[CultureBeat] The Art of Iranian Food
by Marybeth Tamborra
In honor of Persian New Year …
Even as a child in a photograph taken 58 years ago she still has those same careful, pensive and protective eyes. In the black and white image, the textured field in which she and two other girls lie is grey. She wears a white, chiffon dress that has a softness to contrast the stark, sharp blades of dry grasses and flowers. What stands out in the picture is the three girls, their white dresses and smooth faces, and Suad’s strong, dark eyes.

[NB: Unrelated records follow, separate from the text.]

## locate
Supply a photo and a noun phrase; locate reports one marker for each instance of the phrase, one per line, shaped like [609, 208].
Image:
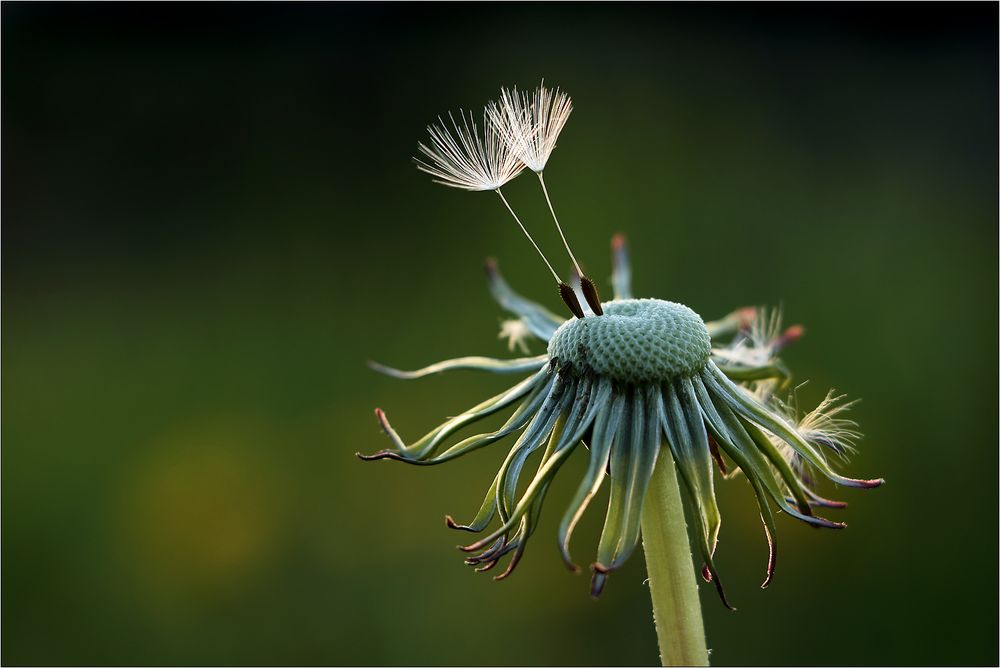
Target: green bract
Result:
[646, 379]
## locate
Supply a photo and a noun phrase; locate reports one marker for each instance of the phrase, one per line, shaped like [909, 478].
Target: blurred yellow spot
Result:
[203, 512]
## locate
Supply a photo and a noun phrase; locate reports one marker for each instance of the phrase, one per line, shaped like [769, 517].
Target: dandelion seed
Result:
[531, 125]
[462, 157]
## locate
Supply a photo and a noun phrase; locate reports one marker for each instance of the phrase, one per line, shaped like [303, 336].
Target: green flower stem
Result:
[672, 586]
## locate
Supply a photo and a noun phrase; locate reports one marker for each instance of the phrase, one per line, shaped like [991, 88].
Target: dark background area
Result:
[211, 221]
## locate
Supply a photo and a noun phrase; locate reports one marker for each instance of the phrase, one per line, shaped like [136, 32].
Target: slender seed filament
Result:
[523, 229]
[548, 201]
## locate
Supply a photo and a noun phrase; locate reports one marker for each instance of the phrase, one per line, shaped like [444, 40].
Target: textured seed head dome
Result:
[636, 340]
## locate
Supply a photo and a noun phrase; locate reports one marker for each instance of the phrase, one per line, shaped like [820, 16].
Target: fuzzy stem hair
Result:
[672, 585]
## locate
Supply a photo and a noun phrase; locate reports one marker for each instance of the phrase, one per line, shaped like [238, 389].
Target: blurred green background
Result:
[211, 222]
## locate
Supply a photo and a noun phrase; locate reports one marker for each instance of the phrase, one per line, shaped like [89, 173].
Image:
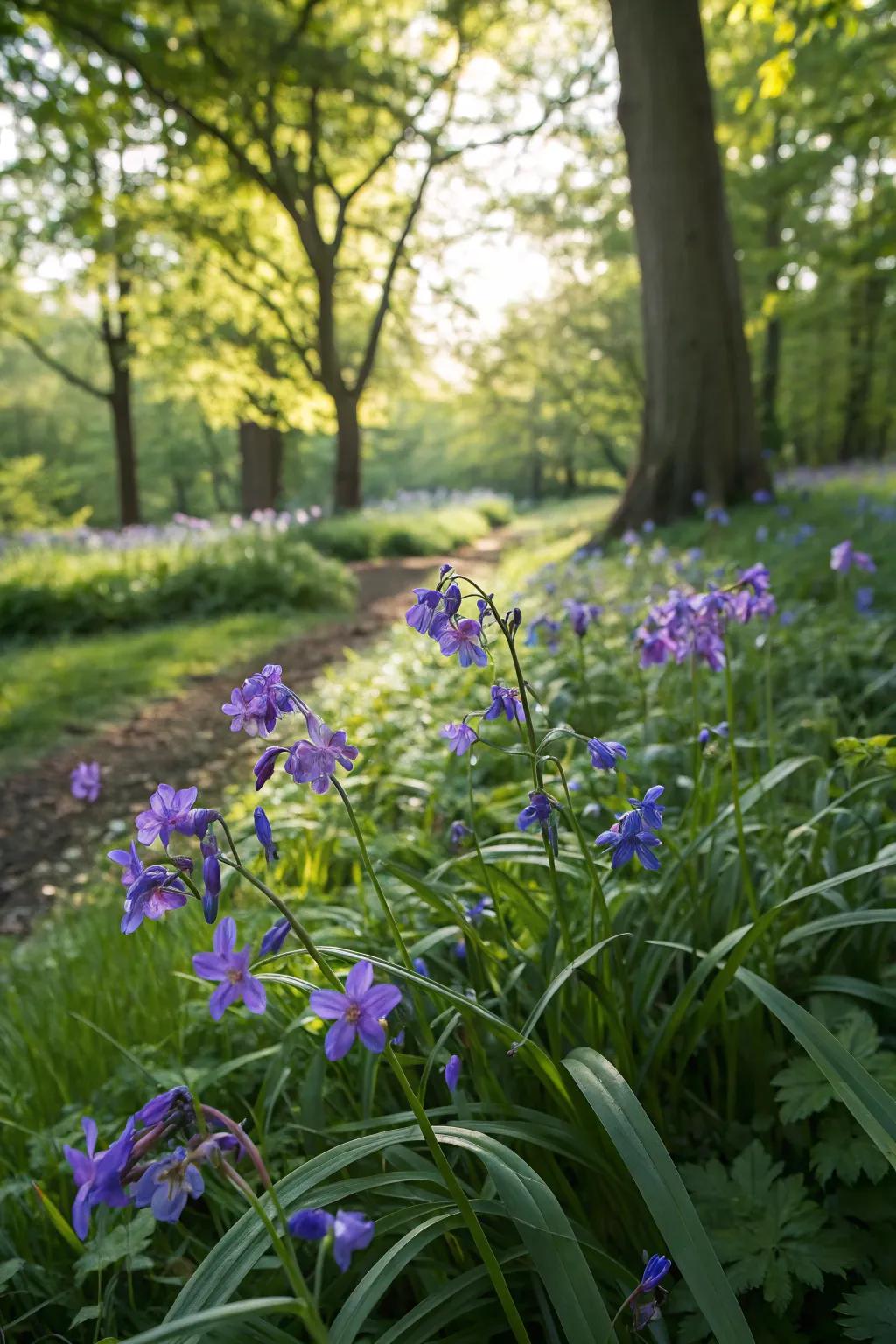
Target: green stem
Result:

She was born in 1944 in Basra, Iraq, the hometown of her mother, but spent the majority of her childhood in the family’s home in Tehran, Iran. Suad’s family was one of the many families that fled Iran at the dawn of the 1979 revolution. Her family moved to London initially with the hopes of waiting out the tensions in Iran.
“How I came to know crispy rice is from childhood,” she said.
As she speaks now her eyes are questioning. The quality of her glance is reproduced in her movements; as she cooks she moves imperceptibly and with exactness, keeping her food close to her. She cuts Bulgarian Feta into a salad: an amount, you’d estimate is too much; but after you take each bite you’re left with a plate that has traces of creamy liquid, perhaps a shred of lettuce and nothing more than the satisfaction of entirely well-balanced forkfuls. You learn not to question her.
To Suad, crispy rice, as she calls it, or tahdig in Farsi, is standard rice that accompanies stews. “I grew up in Iran and that’s what they do with rice,” she said.